Existe una tentación extremadamente sutil y peligrosa de confundir la paz con la simple ausencia de guerra, como estar tentados de confundir la salud con la ausencia de enfermedad, o la libertad con el no estar preso. La terminología es a veces engañosa. Por ejemplo, la expresión coexistencia pacífica significa ausencia de guerra y no verdadera paz.
No hay que confundir la belleza con ser hermosa. Ser hermosa es un juicio humano. La belleza es todo. La diferencia lo es todo.
Estar enamorado es más que estar en un estado de anestesia perceptual: confundir a una joven normal con una diosa.
Al confundir las opciones sobre acciones con la propiedad, las empresas confunden trampas con sustancias.
La locura de confundir una paradoja con un descubrimiento, una metáfora con una prueba, un torrente de verborrea con un manantial de verdades fundamentales, y uno mismo con un oráculo, es innata en nosotros.
No hay que confundir la religión con Dios, ni la tecnología con la ciencia. La religión está relacionada con Dios, como la tecnología con la ciencia. Tanto la conducta religiosa como la búsqueda tecnológica pueden conducir a la humanidad por el mal, pero ambos también pueden generar un gran bien.
Muchas personas cometen el error de confundir la información con el conocimiento.

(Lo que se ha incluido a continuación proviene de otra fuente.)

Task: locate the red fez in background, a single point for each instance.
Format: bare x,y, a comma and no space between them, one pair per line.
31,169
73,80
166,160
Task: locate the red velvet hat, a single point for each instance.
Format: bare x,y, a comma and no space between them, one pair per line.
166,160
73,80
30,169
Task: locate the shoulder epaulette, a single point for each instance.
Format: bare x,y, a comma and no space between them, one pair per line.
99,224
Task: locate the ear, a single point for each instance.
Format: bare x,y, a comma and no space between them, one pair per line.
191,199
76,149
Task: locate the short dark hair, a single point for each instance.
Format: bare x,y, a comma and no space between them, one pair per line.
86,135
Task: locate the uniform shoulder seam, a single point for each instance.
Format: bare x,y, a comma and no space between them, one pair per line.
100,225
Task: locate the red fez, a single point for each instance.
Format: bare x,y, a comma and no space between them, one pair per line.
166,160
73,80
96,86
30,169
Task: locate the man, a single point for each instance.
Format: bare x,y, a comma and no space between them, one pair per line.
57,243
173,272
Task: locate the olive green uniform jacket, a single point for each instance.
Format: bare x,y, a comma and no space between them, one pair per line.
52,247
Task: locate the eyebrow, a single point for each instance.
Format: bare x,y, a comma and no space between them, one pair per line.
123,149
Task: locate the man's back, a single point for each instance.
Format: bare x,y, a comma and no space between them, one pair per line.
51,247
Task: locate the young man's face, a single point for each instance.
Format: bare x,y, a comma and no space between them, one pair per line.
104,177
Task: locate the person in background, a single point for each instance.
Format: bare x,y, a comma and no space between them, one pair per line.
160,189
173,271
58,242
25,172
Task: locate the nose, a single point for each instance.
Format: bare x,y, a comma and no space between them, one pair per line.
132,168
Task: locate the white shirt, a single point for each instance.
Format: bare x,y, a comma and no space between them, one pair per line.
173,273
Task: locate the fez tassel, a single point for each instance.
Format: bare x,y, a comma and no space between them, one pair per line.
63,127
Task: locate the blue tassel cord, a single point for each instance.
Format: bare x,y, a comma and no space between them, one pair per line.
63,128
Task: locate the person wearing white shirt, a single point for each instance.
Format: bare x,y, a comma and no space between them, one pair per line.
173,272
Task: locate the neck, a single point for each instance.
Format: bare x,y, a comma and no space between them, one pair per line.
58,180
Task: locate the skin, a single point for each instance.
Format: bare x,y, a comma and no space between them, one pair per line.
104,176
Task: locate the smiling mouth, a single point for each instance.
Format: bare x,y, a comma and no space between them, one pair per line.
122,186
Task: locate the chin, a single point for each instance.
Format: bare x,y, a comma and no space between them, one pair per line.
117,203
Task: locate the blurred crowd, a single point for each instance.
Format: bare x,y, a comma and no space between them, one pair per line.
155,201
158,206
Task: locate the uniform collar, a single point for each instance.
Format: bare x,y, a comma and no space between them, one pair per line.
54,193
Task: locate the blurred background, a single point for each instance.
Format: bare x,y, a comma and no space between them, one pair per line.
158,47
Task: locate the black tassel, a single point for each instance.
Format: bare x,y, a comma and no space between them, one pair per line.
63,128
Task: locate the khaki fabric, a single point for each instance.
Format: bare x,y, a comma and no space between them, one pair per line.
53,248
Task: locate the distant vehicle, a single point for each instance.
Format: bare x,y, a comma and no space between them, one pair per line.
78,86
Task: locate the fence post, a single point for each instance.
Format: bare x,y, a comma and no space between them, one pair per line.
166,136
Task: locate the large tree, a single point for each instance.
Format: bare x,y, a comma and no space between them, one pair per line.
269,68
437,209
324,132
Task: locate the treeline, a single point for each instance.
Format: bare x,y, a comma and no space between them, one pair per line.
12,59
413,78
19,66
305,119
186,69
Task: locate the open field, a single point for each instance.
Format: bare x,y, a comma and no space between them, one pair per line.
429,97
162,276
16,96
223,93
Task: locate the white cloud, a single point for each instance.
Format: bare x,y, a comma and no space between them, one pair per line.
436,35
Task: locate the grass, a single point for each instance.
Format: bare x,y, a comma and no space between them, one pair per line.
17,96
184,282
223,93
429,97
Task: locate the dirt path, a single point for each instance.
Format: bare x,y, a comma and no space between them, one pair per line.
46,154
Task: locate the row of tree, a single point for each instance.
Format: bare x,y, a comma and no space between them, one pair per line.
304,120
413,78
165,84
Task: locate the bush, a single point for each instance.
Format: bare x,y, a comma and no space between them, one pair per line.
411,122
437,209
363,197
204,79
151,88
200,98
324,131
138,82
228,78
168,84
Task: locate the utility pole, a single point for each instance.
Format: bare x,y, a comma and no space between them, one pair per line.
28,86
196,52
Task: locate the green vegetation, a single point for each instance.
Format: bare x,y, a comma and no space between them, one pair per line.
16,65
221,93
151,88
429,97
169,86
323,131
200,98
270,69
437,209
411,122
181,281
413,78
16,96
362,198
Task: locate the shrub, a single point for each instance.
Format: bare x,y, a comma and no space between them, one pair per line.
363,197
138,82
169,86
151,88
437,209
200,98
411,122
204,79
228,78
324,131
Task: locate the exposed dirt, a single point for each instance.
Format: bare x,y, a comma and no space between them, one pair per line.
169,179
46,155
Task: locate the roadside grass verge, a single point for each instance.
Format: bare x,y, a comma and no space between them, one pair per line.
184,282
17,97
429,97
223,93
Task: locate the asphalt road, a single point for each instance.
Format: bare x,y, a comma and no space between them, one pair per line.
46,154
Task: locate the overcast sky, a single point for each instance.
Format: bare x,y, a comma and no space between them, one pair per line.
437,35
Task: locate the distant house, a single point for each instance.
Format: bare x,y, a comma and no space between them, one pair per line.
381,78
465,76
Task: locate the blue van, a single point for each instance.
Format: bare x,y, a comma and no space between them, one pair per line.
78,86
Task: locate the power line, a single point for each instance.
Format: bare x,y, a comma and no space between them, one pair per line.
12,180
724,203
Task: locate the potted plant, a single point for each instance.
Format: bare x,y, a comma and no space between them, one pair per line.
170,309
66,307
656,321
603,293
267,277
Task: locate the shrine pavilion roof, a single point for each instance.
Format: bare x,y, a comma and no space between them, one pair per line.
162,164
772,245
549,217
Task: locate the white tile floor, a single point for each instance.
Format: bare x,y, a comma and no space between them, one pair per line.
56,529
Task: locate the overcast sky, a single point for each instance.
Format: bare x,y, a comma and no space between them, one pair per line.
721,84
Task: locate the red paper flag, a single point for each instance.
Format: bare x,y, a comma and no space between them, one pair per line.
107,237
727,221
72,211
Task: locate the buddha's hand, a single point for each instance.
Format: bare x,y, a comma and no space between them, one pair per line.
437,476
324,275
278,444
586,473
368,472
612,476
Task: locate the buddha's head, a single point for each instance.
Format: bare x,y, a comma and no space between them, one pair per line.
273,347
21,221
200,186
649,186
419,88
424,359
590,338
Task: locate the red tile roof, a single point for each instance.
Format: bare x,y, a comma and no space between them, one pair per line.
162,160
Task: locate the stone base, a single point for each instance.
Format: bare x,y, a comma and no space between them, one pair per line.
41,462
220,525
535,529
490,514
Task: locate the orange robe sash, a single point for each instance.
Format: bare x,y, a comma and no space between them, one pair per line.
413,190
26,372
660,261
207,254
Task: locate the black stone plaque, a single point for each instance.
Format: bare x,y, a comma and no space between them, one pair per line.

No son la misma cosa. El conocimiento implica la interpretación de la información. El conocimiento implica escuchar.
Un Dios implanta en la mortalidad la culpa cuando quiere, totalmente para confundir a una persona.
Tengo cuidado de no confundir excelencia con la perfección. Excelencia puedo alcanzarla, la perfección es asunto de Dios.
Su intelecto se puede confundir, pero sus emociones nunca mentir.
No hay que confundir la fama con el éxito. Madonna es uno, Helen Keller es el otro.
Creo que la gente suele confundir el éxito con la fama y el estrellato.
Los niños aman y quieren ser amados y prefieren mucho más la alegría del logro que el fracaso o el odio. No se debe confundir a un niño por su síntoma.
Un visitante de Marte podría confundir fácilmente a las naciones civilizadas, ya que tienen los mejores instrumentos de guerra.
Las hormigas son tan parecidas a los seres humanos que resulta una vergüenza. Ellos cultivan hongos, aumentan los pulgones como ganado, lanzan ejércitos a la guerra, usan aerosoles químicos para alarmar y confundir a los enemigos, capturan esclavos, participan en el trabajo infantil y en el intercambio constante de información. Hacen todo esto sin ver televisión.
A veces las palabras pueden usarse para confundir, pero le corresponde a los profesionales del estudio del lenguaje usarlas para bien y no para mal. Es como el fuego: puede calentar tu casa o quemarla.
Tendemos a confundir la música con el objeto físico.
No se puede confundir la claridad del propósito de Bush. Él cree en la historia de la libertad y la oportunidad que hace que sus seguidores sientan que no solo están marcando sus días, sino que forman parte de algo más grande que ellos mismos.
No es extraño... confundir el cambio con el progreso.
Los hombres tienden a confundir la intensidad de su sentimiento por la fuerza de su argumento. La mente climatizada resiente el toque frío y el escrutinio implacable de la lógica.
Siempre desconcertar, confundir y sorprender al enemigo, si es posible.
La tentación constante de la vida es confundir los sueños con la realidad. La derrota definitiva de la vida llega cuando los sueños se rinden ante la realidad.
A medida que las sociedades se vuelven decadentes, el lenguaje también lo hace. Las palabras se usan para disimular, no para iluminar la acción: para liberar una ciudad destruyéndola. Las palabras son para confundir, para que al momento de las elecciones la gente vote solemnemente en contra de sus propios intereses.
La Primera Guerra Mundial estalló con una violencia elemental, y con tantos recursos para dirigir o confundir a la opinión pública, que no había tiempo para la reflexión y la consideración.
Aún no entiendo cómo una buena amistad puede hacer confundir el corazón indefenso que comenzó a sentir amor y a recibir desprecio.
Nunca hay que confundir el conocimiento con la sabiduría. El primero nos ayuda a ganarnos la vida; la sabiduría nos ayuda a vivir.